If only Celestron could provide an EQ-2 with this telescope… Then this model would easily be worth the price and maybe even higher. But it doesn’t.

An EQ-1 can barely carry the 80EQ, the smaller version of this model. After the 80EQ you need a better mount since the optical tubes become heavier and the power of the telescope increases. 

PowerSeeker 114 fails the mount test. And it is a test any telescope you buy must pass since they are used for years to come.

Celestron PowerSeeker 114EQ Focuser


This is also a part PowerSeeker 114 fails grandly. But you shouldn’t give a higher importance to this part than the mount since any telescope in this price range comes with garbage accessories to keep the price down. 

The eyepieces are awful. 

The 20mm eyepiece provides 45x magnification. It is the only one of the accessories that is not useless out of the box. It is usable on Jupiter, but Saturn may disappoint you. The Moon looks pretty decent.

The 4mm eyepiece provides too much power with a too-small lens and with an annoyingly short eye-relief. Don’t use it.

The 3x Barlow lens is a marketing scam. It triples the magnification with any eyepiece, but the image quality is lowered greatly.  

The 5×24 finder works fine, but it hard to align. We don’t understand why Celestron doesn’t provide a red dot finder which are also cheap and easier to use.

The focuser is smooth and solid. It is the only accessory that can be considered high-quality.

The erect-prism is usable for terrestrial viewing.


The shaky mount is the major drawback. Adding to that the awful accessories.

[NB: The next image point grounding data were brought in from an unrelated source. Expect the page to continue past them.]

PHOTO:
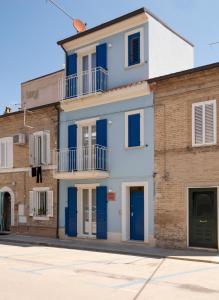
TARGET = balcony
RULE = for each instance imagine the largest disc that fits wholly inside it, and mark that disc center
(82, 163)
(83, 84)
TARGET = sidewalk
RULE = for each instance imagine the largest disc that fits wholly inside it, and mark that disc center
(127, 248)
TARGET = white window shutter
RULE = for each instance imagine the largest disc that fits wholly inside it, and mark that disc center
(31, 150)
(209, 123)
(9, 152)
(31, 203)
(198, 124)
(50, 203)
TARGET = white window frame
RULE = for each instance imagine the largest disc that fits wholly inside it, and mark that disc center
(127, 34)
(203, 103)
(127, 114)
(83, 52)
(8, 160)
(35, 192)
(45, 157)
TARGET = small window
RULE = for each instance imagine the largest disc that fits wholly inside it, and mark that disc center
(134, 136)
(41, 202)
(6, 152)
(39, 148)
(204, 123)
(134, 47)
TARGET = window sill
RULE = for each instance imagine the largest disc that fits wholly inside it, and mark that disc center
(134, 66)
(43, 218)
(135, 147)
(203, 145)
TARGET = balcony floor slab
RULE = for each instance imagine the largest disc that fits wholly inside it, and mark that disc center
(81, 175)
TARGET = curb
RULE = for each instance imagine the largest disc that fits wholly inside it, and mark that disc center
(104, 250)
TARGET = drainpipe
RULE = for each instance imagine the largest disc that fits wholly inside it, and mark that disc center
(58, 181)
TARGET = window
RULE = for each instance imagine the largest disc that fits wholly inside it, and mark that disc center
(134, 128)
(6, 152)
(204, 123)
(41, 202)
(39, 148)
(134, 47)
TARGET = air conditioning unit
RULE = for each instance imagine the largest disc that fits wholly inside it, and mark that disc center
(19, 139)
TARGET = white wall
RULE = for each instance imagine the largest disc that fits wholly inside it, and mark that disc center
(168, 53)
(42, 91)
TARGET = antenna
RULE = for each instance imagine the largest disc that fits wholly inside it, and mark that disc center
(77, 24)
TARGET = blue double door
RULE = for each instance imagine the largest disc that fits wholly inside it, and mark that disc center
(137, 213)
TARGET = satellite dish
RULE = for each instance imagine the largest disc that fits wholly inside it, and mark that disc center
(79, 25)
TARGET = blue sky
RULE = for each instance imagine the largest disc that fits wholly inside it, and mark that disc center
(29, 30)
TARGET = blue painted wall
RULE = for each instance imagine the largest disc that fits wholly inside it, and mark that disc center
(125, 164)
(118, 74)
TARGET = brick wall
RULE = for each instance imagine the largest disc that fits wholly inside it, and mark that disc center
(178, 165)
(19, 179)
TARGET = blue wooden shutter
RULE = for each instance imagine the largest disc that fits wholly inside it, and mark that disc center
(134, 130)
(72, 146)
(71, 69)
(134, 49)
(72, 212)
(66, 220)
(101, 62)
(101, 141)
(101, 213)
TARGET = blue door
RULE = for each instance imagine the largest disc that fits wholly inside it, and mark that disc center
(137, 213)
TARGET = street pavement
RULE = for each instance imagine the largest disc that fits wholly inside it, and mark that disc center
(30, 272)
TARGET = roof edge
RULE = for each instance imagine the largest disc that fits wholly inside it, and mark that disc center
(120, 19)
(42, 76)
(185, 72)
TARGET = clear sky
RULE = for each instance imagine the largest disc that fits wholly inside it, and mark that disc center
(29, 30)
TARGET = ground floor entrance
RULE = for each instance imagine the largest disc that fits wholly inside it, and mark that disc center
(5, 211)
(203, 218)
(137, 213)
(88, 212)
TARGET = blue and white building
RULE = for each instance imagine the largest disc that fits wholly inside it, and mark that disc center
(106, 151)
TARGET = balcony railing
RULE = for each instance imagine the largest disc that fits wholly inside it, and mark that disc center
(83, 84)
(90, 158)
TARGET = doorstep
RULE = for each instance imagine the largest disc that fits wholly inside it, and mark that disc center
(127, 248)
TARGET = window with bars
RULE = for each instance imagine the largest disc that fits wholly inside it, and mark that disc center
(41, 202)
(204, 123)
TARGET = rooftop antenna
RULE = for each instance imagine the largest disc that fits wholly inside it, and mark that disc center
(77, 24)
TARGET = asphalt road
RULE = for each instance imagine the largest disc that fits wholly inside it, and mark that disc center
(30, 272)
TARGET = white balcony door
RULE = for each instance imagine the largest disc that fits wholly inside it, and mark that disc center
(89, 212)
(88, 79)
(87, 155)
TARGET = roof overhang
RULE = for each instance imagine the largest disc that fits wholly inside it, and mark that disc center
(104, 30)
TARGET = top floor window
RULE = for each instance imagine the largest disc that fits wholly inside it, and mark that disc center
(6, 152)
(204, 123)
(134, 47)
(39, 148)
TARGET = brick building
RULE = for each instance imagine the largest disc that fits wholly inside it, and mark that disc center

The PowerSeeker 114EQ is a sad story because with only one change it has the potential to become a strong recommendation, the mount.

The accessories are easily changeable, but any beginner will have a difficult time changing a wobbly mount. That is why we cannot recommend this telescope. You should only get it if you find it for cheaper or confident that you can change the mount in the future.